Environnement

Gabon : les forêts communautaires au défi de la transparence

Libreville, Samedi 01 Août 2026 (Infos Gabon) – Au Gabon, la question n’est plus seulement de savoir comment préserver la forêt, mais aussi comment garantir que les communautés qui en dépendent puissent bénéficier de manière transparente et durable des revenus qu’elle génère.

À Libreville, l’atelier de validation de l’étude CEO-SE, organisé le 31 juillet 2026, a remis au centre du débat les faiblesses du cadre juridique encadrant le Comité de Suivi de la Gestion des Projets (CSGP) dans les forêts communautaires.

Derrière cette réforme technique se joue un enjeu beaucoup plus large. Il s’agit de renforcer la gouvernance locale des ressources forestières, de sécuriser les revenus destinés aux communautés et de faire du développement local une réalité mesurable plutôt qu’une promesse administrative.

Un cadre juridique jugé trop fragile

L’étude présentée lors de l’atelier pointe les insuffisances du texte de 2018 instituant le CSGP. Celui-ci ne définirait pas avec suffisamment de précision les missions du comité, sa composition ni ses mécanismes de financement. Une imprécision qui peut fragiliser la gouvernance et compliquer le suivi des revenus issus des forêts communautaires.

La société civile, réunie autour de la restitution des travaux, a validé les résultats de l’étude. Mais cette validation ne constitue qu’une étape. Les participants ont insisté sur la nécessité pour l’administration de s’emparer désormais des recommandations afin de leur donner une traduction réglementaire et institutionnelle.

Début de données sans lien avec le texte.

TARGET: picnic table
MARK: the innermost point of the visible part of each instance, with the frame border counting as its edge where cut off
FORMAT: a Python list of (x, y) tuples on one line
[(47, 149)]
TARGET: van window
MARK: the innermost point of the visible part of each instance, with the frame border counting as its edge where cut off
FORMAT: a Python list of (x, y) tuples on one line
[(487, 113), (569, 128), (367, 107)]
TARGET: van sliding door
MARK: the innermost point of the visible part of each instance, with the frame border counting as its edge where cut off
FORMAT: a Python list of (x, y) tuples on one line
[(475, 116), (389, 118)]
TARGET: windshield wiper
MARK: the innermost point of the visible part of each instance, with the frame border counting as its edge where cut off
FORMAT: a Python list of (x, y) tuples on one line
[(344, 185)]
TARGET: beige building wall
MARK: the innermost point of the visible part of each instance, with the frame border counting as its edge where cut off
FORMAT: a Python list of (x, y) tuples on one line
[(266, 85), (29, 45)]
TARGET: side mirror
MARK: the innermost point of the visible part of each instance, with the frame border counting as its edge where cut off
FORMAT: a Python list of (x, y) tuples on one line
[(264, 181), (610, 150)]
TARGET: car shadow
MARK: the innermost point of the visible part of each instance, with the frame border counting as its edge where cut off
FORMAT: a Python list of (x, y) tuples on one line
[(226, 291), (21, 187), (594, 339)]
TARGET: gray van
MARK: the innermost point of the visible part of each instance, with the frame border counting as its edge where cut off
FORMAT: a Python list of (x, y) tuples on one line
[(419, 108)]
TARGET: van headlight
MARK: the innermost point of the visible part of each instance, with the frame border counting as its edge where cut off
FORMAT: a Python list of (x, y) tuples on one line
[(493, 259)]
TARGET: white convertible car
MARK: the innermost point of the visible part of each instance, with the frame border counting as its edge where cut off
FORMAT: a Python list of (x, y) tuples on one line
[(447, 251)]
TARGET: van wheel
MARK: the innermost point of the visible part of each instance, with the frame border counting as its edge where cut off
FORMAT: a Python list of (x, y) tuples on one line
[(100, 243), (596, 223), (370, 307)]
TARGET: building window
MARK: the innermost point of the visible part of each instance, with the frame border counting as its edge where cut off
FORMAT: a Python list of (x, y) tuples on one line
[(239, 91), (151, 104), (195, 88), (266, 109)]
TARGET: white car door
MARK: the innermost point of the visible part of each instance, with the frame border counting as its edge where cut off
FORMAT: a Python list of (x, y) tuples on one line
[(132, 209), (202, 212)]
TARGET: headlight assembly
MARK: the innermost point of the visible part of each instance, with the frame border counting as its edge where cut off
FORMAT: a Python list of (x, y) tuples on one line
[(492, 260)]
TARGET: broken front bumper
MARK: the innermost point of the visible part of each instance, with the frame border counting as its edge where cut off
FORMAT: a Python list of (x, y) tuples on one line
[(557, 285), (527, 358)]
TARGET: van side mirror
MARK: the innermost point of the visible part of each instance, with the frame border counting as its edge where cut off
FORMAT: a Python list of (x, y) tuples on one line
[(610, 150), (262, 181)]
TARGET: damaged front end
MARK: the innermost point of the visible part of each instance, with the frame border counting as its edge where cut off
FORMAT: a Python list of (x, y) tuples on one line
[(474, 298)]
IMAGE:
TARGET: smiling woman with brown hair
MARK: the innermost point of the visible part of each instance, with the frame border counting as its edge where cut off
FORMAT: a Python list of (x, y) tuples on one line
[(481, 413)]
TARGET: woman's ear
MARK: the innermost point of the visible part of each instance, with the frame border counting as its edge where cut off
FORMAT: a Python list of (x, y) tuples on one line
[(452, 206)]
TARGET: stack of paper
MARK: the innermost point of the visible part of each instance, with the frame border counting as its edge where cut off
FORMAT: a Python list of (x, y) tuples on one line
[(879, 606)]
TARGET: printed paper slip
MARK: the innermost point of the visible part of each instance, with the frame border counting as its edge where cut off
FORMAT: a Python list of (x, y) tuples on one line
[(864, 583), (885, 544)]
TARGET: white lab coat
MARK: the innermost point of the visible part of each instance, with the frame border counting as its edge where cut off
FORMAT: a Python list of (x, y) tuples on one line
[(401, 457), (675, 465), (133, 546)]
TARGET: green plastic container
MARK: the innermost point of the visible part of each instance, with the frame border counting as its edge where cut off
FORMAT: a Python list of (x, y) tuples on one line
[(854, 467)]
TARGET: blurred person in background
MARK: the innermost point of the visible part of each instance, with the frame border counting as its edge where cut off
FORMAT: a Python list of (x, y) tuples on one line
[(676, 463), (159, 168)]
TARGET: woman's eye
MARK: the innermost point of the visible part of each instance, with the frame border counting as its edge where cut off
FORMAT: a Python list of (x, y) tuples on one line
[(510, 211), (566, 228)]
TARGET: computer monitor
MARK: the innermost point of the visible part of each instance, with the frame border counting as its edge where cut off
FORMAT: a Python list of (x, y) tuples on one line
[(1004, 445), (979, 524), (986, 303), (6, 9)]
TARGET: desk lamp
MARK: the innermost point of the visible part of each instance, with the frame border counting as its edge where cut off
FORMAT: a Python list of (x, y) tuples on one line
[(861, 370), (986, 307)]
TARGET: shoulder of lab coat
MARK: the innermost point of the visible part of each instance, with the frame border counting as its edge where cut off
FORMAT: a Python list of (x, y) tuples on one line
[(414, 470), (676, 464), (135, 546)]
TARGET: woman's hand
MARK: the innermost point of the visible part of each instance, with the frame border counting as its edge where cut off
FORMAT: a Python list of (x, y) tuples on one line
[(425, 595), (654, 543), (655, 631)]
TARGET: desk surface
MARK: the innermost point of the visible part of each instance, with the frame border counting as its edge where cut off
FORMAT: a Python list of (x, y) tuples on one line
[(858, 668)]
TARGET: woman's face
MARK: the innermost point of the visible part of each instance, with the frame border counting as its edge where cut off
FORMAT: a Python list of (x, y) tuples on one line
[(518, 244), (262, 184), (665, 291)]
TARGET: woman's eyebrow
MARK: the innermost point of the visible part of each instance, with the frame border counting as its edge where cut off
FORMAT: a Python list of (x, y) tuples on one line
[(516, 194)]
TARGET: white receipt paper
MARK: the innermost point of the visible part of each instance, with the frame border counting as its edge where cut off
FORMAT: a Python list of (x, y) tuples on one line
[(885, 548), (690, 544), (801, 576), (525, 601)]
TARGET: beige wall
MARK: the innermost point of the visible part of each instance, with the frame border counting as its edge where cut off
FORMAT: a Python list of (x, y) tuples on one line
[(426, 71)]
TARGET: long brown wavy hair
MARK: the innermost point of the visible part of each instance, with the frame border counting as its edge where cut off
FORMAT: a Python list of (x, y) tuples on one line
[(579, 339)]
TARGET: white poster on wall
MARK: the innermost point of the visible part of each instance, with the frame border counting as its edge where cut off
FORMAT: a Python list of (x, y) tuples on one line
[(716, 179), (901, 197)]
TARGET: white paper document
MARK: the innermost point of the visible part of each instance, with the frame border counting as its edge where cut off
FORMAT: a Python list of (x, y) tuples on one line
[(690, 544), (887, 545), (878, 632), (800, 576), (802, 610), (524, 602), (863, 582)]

Pour Andrey Djabemba, juriste à Brandforest, il serait prématuré de considérer le processus comme achevé. Les travaux constituent plutôt une base à partir de laquelle les autorités compétentes devront poursuivre la réflexion et aboutir, à terme, à un texte définitif.

Elvis Mve, expert juriste en communautés locales, adopte la même prudence. Selon lui, les acteurs présents ont apporté leur contribution au processus, mais il appartient désormais à l’administration des Eaux et Forêts d’examiner et d’entériner les conclusions.

Du constat à une nouvelle architecture

L’intérêt de l’étude réside précisément dans ce passage du diagnostic à la recherche de solutions. Elle a permis d’identifier le vide ou, plus exactement, les insuffisances juridiques qui entourent aujourd’hui le fonctionnement du CSGP.

Parmi les pistes avancées figure la révision du dispositif existant et la création d’un Comité de Suivi de Mise en œuvre des Projets des Forêts Communautaires, le CSMPFC.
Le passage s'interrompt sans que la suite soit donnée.